My name is Art Esposito and I am serving as your Region Membership Chair. In our most recent meeting, Regional leadership asked me to start a dialog with this blog post focusing on the topic of involvement in NACADA. We want to help each of you identify the myriad of ways in which you can participate—to welcome you not only to volunteer at our regional conferences each spring, but to seek out ways to get involved throughout the year and in roles in every sector of the Association’s organizational structure.
I’m honored and excited to be the one in the region to start this conversation because one of the things I like most about NACADA is how the Association responds to people who just want to get involved. The best way I can explain how I know this is by sharing with you how the NACADA community has always responded to my willingness to contribute.
I joined NACADA in 2004, and in the build up to my first regional conference, I was searching for ways to get the most out of the experience and learn as much as I could about the Association. I was a new advisor, so I didn’t think I was qualified to volunteer to do anything except stand there and look puzzled. So instead of offering to help, I looked for help by requesting a Mentor through my region’s mentoring program. I was introduced to my mentor on the first day of the conference, she and her colleagues took me out to dinner, and by the time appetizers were cleared, they had helped me define my areas of scholarly interest within the Association and we’d begun drafting an outline for my first presentation.
By the following year, I had presented at my first conference, become active on the listserve dialogs of two commissions, and joined their steering committees. In the years that followed, I presented at conferences and on Webinars; I’ve delivered a keynote address and spoken at various institutions with the Consultants and Speakers Service; chaired a commission, a region conference, and a region; published in Academic Advising Today, co-authored a chapter in a NACADA monograph and one in a peer-reviewed book independent of the Association; served as mentor in the Region 2 program and for ELP; and served on a handful of NACADA Committees.
All of those opportunities were given to me because I built up the courage to ask to get involved. The Association welcomed my volunteering to serve, my participation in our dialog of professional development, and my attempts to contribute to the profession.
Another great thing about NACADA is that there are so many entry points to involvement. With three divisions comprised of over 40 commissions and interest groups (now called Advising Communities), ten advisory boards, and eight formal committees, your options are plentiful for volunteering. And that doesn’t even include the number of ways you can participate on the region level. Here is a link to one of the Member Services pages that is dedicated to helping folks discover ways to get involved (or become more involved) with the Association.

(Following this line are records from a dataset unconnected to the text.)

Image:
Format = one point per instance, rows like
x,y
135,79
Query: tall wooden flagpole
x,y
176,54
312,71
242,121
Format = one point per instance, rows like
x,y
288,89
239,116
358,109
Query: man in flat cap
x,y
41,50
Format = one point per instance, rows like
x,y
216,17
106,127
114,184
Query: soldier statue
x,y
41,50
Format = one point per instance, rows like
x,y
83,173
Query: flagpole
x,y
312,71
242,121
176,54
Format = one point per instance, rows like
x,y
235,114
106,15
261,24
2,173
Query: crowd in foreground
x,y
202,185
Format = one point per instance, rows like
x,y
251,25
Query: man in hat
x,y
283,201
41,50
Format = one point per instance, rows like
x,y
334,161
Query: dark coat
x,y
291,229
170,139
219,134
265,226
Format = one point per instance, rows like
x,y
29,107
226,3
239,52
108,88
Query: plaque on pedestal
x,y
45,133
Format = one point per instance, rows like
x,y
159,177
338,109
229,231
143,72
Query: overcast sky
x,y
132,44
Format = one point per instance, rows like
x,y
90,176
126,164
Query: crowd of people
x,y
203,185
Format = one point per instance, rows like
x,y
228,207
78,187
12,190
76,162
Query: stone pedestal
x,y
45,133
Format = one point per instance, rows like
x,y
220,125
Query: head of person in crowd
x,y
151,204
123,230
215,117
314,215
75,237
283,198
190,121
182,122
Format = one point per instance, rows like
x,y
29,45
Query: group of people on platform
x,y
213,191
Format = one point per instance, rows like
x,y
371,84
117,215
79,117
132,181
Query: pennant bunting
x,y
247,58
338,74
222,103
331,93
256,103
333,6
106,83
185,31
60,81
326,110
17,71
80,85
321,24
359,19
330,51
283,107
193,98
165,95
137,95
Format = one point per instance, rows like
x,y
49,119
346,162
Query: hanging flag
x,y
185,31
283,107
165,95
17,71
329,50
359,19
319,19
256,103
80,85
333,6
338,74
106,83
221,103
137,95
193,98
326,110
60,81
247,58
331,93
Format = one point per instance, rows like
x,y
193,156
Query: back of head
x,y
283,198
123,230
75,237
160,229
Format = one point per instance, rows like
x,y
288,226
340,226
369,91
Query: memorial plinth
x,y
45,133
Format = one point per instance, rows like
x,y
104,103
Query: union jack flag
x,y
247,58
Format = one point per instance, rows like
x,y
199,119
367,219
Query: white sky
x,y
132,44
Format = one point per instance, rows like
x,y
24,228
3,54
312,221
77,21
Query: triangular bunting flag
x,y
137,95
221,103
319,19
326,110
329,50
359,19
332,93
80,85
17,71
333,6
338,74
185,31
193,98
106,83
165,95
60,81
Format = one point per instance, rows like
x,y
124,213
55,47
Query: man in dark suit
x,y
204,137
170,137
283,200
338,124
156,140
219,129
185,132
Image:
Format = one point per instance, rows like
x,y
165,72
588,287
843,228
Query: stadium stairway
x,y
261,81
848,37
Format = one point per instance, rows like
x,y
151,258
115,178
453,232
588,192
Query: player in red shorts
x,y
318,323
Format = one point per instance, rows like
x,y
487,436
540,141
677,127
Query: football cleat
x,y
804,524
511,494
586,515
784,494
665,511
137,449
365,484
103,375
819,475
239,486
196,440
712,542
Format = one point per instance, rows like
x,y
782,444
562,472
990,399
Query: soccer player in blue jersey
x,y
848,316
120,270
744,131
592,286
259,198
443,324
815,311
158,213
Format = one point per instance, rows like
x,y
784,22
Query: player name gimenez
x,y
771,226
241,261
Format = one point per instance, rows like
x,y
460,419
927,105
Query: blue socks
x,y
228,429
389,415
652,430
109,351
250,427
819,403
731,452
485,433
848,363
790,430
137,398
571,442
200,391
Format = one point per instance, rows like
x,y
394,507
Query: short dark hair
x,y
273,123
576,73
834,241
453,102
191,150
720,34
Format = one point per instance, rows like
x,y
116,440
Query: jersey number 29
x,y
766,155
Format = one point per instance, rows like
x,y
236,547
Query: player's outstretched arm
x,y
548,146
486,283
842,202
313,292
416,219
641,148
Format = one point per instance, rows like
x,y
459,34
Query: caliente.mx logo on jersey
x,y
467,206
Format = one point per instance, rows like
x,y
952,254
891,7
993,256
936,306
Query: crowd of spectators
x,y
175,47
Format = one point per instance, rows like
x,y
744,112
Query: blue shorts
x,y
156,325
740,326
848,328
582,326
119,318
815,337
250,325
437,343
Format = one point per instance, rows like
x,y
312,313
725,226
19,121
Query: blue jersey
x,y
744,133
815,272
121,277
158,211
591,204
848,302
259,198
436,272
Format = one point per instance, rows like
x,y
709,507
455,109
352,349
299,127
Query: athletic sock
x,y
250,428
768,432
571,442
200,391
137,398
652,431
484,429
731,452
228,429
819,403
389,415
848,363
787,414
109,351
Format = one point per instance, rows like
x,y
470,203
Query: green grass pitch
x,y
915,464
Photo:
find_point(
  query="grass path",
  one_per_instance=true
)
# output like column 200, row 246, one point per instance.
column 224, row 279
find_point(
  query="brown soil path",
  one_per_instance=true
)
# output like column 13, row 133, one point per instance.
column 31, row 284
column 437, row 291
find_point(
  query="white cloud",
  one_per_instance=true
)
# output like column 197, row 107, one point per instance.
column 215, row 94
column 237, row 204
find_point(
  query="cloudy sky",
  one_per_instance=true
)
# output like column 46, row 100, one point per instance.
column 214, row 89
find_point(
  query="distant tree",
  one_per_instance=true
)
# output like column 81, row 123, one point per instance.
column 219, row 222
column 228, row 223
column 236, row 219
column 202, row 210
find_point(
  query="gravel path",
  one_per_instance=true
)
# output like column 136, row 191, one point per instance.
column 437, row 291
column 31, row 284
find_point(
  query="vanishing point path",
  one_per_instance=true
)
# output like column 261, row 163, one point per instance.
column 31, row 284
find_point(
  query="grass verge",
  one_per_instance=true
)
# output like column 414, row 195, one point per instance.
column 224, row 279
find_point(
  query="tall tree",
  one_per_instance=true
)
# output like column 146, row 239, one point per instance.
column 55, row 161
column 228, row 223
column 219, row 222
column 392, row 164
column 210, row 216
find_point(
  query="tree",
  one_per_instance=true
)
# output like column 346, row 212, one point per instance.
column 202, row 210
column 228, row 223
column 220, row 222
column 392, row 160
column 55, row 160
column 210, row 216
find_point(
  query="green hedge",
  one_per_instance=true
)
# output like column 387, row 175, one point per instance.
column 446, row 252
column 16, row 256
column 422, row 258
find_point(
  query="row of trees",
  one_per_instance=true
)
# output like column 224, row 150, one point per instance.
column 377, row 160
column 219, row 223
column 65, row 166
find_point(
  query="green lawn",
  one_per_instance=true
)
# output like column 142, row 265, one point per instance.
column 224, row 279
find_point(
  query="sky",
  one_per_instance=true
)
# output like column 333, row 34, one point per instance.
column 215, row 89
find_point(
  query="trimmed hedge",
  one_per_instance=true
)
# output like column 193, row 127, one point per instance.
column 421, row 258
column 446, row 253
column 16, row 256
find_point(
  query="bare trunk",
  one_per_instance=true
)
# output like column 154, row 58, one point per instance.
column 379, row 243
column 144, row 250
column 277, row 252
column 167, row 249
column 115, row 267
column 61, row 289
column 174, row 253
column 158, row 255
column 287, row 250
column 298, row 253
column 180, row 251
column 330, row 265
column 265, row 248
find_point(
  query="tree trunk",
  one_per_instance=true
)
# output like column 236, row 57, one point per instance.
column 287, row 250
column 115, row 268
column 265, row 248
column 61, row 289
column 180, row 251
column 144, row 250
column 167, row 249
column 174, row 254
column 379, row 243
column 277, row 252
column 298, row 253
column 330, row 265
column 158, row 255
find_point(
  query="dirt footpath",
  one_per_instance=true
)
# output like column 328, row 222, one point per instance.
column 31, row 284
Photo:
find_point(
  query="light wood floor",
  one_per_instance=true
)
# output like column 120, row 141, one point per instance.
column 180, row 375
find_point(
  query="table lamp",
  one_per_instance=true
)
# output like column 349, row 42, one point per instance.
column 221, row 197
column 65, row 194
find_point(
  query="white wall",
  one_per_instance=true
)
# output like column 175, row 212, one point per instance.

When it comes to involvement on the Region level, I was hoping to make this post a jumping off point for dialog with the various leaders in the region. Rather than try to tell you all of your opportunities to volunteer in the Region, I’m inviting our current leaders, State Liaisons, and our Conference Volunteer co-chairs to either chime-in on the comments section below, or send a blog post off to Janine and Ben to talk about your roles and the ways folks can participate.
Thanks for reading this, and I hope to see you all in Springfield in March!